Etant soumis à des contingences telles que l’autorité de l’employeur, l’institution représentée se doit inévitablement de répondre à la pression générée par les risques psychosociaux pour conserver l'intégralité de sa démarche de lutte contre et de protection pour

leur santé voire même l’améliorer sans en être empêcher.

En définitive, le pouvoir est une action concrète qui met en lumière un rapport de force entre un acteur organisé (l’employeur) et un second (IRP) qui fait naitre, de la contrainte imposée par l’employeur, une perturbation organisationnelle chez les IRP favorisant l’émergence des RPS. Appréhender la problématique posée par ces risques nous permet d’affirmer la remise en question de la puissance des instances représentatives du personnel.
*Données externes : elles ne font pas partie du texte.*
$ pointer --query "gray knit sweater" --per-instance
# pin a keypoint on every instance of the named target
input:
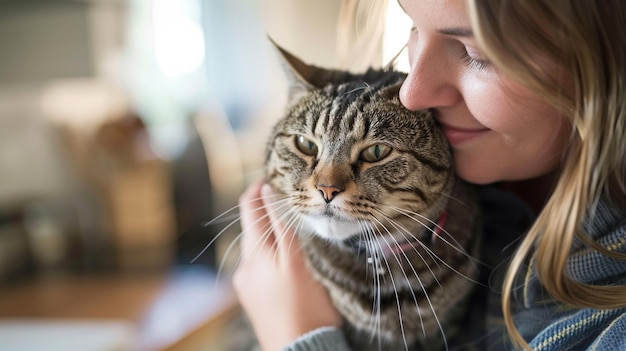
(544, 323)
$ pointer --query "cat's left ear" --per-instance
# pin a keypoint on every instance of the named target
(301, 77)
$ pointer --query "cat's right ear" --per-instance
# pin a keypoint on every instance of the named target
(301, 77)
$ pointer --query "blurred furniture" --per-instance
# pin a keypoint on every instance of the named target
(182, 310)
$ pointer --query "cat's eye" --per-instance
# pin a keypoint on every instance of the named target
(375, 153)
(306, 146)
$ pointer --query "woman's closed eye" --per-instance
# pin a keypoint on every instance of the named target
(474, 60)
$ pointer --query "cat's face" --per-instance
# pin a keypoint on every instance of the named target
(348, 157)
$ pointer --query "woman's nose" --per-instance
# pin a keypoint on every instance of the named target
(430, 82)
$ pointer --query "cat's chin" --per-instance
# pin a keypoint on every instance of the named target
(332, 228)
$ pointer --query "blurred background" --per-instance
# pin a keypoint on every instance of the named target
(125, 127)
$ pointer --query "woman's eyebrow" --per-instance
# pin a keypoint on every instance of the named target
(457, 32)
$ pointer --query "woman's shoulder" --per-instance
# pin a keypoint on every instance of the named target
(606, 225)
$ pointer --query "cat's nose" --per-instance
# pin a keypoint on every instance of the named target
(328, 192)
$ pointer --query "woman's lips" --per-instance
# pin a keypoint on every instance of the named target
(457, 135)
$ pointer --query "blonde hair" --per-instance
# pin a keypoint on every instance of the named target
(587, 41)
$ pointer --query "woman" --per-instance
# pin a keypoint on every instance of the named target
(531, 95)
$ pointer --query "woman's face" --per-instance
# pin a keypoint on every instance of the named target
(498, 130)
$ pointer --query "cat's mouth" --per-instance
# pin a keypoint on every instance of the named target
(332, 224)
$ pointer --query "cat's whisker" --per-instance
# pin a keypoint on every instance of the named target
(376, 303)
(404, 232)
(442, 261)
(439, 230)
(401, 267)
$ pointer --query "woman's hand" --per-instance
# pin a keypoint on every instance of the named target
(276, 290)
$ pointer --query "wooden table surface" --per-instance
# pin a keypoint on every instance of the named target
(166, 311)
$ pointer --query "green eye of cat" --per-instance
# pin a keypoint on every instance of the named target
(306, 146)
(375, 153)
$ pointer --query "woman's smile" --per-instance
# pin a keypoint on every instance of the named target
(459, 135)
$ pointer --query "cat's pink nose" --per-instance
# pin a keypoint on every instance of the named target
(328, 192)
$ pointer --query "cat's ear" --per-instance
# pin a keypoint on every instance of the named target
(391, 92)
(301, 77)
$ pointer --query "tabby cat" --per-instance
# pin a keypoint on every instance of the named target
(370, 188)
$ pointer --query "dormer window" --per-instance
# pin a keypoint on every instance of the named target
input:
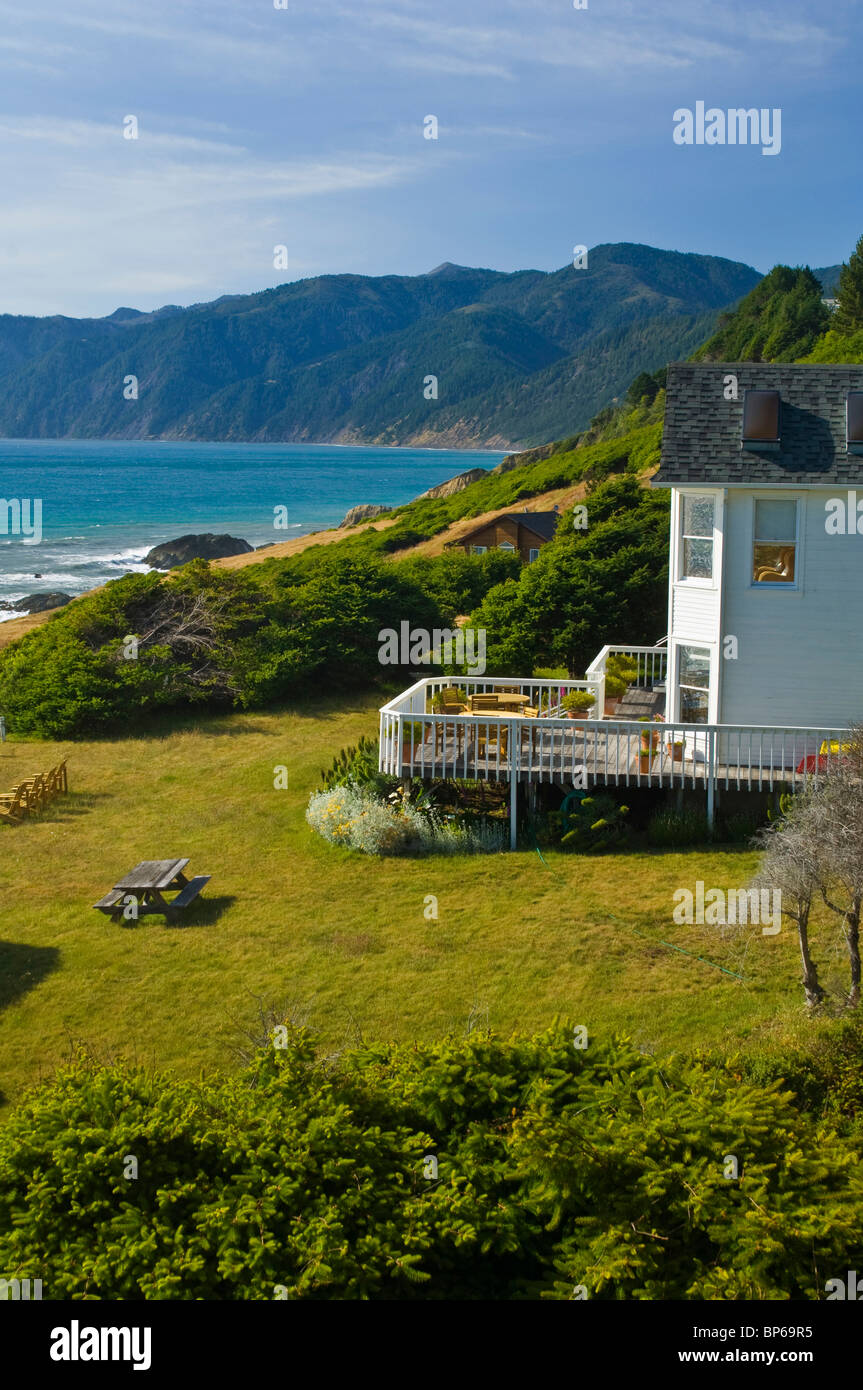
(696, 538)
(760, 420)
(853, 421)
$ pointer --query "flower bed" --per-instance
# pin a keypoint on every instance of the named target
(355, 818)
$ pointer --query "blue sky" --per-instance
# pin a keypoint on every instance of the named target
(303, 127)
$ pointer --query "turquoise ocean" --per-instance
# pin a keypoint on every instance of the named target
(104, 503)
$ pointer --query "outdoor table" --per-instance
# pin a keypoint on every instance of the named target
(150, 879)
(503, 701)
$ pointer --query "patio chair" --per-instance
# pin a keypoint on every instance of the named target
(36, 792)
(59, 780)
(14, 804)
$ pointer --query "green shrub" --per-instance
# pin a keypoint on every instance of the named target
(677, 829)
(300, 1178)
(357, 819)
(595, 824)
(578, 702)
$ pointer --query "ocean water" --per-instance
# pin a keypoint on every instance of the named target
(104, 503)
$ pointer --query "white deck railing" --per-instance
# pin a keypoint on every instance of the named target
(418, 742)
(652, 663)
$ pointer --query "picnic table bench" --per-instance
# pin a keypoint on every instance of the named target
(145, 886)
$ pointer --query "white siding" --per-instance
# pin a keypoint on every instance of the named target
(799, 649)
(695, 613)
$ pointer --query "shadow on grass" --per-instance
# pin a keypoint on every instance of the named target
(203, 912)
(22, 968)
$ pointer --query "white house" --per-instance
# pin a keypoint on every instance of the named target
(766, 562)
(760, 672)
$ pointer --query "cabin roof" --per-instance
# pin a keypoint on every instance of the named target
(538, 523)
(702, 430)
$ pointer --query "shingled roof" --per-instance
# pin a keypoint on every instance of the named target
(702, 431)
(538, 523)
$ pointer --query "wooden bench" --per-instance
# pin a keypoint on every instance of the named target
(14, 805)
(188, 894)
(111, 904)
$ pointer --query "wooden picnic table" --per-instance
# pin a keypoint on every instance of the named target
(146, 883)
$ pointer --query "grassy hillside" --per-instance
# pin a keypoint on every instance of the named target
(334, 936)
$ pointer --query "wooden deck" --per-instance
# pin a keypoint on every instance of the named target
(589, 752)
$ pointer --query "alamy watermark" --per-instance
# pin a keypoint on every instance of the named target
(21, 516)
(418, 647)
(738, 125)
(730, 908)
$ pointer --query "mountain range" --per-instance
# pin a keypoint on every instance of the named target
(519, 357)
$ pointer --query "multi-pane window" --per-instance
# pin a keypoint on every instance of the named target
(694, 684)
(774, 542)
(696, 538)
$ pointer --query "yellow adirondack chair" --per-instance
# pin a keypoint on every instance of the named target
(14, 804)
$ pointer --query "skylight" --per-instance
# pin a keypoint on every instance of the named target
(762, 419)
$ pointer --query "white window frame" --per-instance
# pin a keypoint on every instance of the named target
(691, 578)
(780, 495)
(673, 690)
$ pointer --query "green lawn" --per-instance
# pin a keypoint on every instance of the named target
(288, 918)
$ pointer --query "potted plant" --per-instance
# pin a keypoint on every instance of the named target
(649, 737)
(577, 704)
(620, 673)
(614, 688)
(438, 706)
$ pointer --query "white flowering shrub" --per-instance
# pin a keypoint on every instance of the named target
(355, 818)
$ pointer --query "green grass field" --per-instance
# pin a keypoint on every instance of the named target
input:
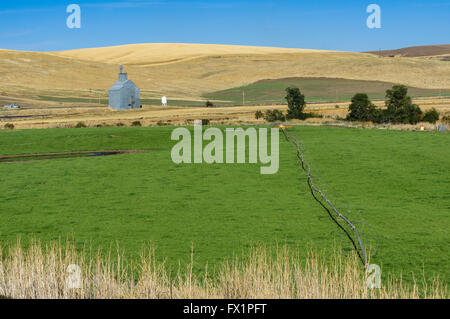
(315, 90)
(396, 182)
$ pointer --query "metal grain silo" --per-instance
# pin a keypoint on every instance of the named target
(124, 94)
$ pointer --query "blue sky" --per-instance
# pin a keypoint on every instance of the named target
(40, 25)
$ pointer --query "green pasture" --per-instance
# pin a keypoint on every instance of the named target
(395, 185)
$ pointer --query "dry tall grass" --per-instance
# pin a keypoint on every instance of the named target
(41, 272)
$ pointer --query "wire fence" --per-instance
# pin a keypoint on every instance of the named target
(332, 211)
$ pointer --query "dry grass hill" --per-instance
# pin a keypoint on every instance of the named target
(417, 51)
(189, 70)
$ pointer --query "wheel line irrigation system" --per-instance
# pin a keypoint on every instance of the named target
(332, 211)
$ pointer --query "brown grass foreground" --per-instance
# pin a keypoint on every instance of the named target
(41, 273)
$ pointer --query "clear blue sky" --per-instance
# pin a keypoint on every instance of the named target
(321, 24)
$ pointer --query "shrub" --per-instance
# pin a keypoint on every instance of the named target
(259, 115)
(296, 103)
(400, 108)
(274, 115)
(431, 116)
(361, 108)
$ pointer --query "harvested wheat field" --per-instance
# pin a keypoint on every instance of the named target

En tout état de cause, il s’agira d’étudier si ces instances, sous l’angle collectif (Section I) au regard des actions exclusivement exercées par le Comité d’Entreprise (ci-après, « CE ») et le Comité d’hygiène et de sécurité et des conditions de travail ; et l’angle individuel (Section II) relatif uniquement, quant à lui, aux actions exercées par le Délégué du Personnel (ci-après, « DP ») et le Délégué Syndical (ci-après, « DS ») et le Représentant de la Section Syndicale (ci-après, « le RSS »), ont la chance de faire triompher leur propre volonté même contre des résistances patronales afin de commander, se faire respecter et obéir en matière de protection de la santé des travailleurs.